Basically, you end up humming and harring your way out with those. Which don’t work. You’ll be pestered literally for days or even weeks with That Question. Because people who ask That Question are determined individuals.

Now, the juicy bit.

This is how you should answer to stop the nonsense (in sequence, if you’re facing a really determined individual):—

PROTIP:— Don’t apologise or use words like ‘sorry,’ ‘in fact,’ ‘actually’ or the like. State things matter-of-factly.

SAY 1:—

“You should’ve asked earlier. I’ve already promised Harry/Henrietta from the [whatever] Department couple of nights ago. Do you know Harry/Henrietta yourself? He’s/she’s coming to sign the papers with me this weekend.”

SAY 2:—

“What year were you born? So you’re [age] then. That won’t do. My minimum age for shacking up with is [whatever + 7 years].”

SAY 3:—

“What’s your income like? What’s your job? You have a bank account with which bank did you say?”

SAY 4:—

“You do realise you have to sign a subtenancy with me, otherwise I’d be in breach of my own lease with the landlord. It’s really wonderful of the landlord, such a nice man … letting me sign a lease that allows subtenants … can’t ask for more from anyone … so fair and understanding of the landlord … can’t afford to jeopardise my lease, you understand … blah … blah-blah … blah-blah-blah.”

SAY 5:—

“Yeah, move in, as soon as you pay me the three months’ deposit that my landlord stipulates in my lease from subtenants … and I’m pretty sure you’ll be fine when my landlord gets to meet you and looks you over for his approval.”
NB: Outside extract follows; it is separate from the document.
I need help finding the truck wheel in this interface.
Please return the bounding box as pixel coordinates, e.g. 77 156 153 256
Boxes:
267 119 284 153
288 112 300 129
Works like a charm, mate, works like a bleeding charm.

No, you refuse even this

No, you refuse even this

Images: Upgrade Your Life via One More Coffee Stain ♦ Chick in white lingerie via c4c.


© The Naked Listener’s Weblog, 2011. (Updated 13 June 2014: formatting fixes.)

3 Responses to “Leave me alone with the crowd around me”

  1. Guus said

    Haha, this post displays with an Ikea advertisement for me! Agree with your advice btw. Be firm.


  2. Ed Hurst said

    Wise words. Even better is to develop the sort of public persona which no one dares to ask such a thing. In my foolish youth, I was asked and managed to escape somehow. When I went back to college later, that was the one favor no one asked me, though they asked others. My persona was quite different the second time.


    • Ed, you are absolutely right about ‘persona’ in this matter. I’ve been wracking my brains for that word on the tip of my tongue. It’s the persona that we leave on people that makes others do what they do to or with us. Thanks for reminding me about ‘persona.’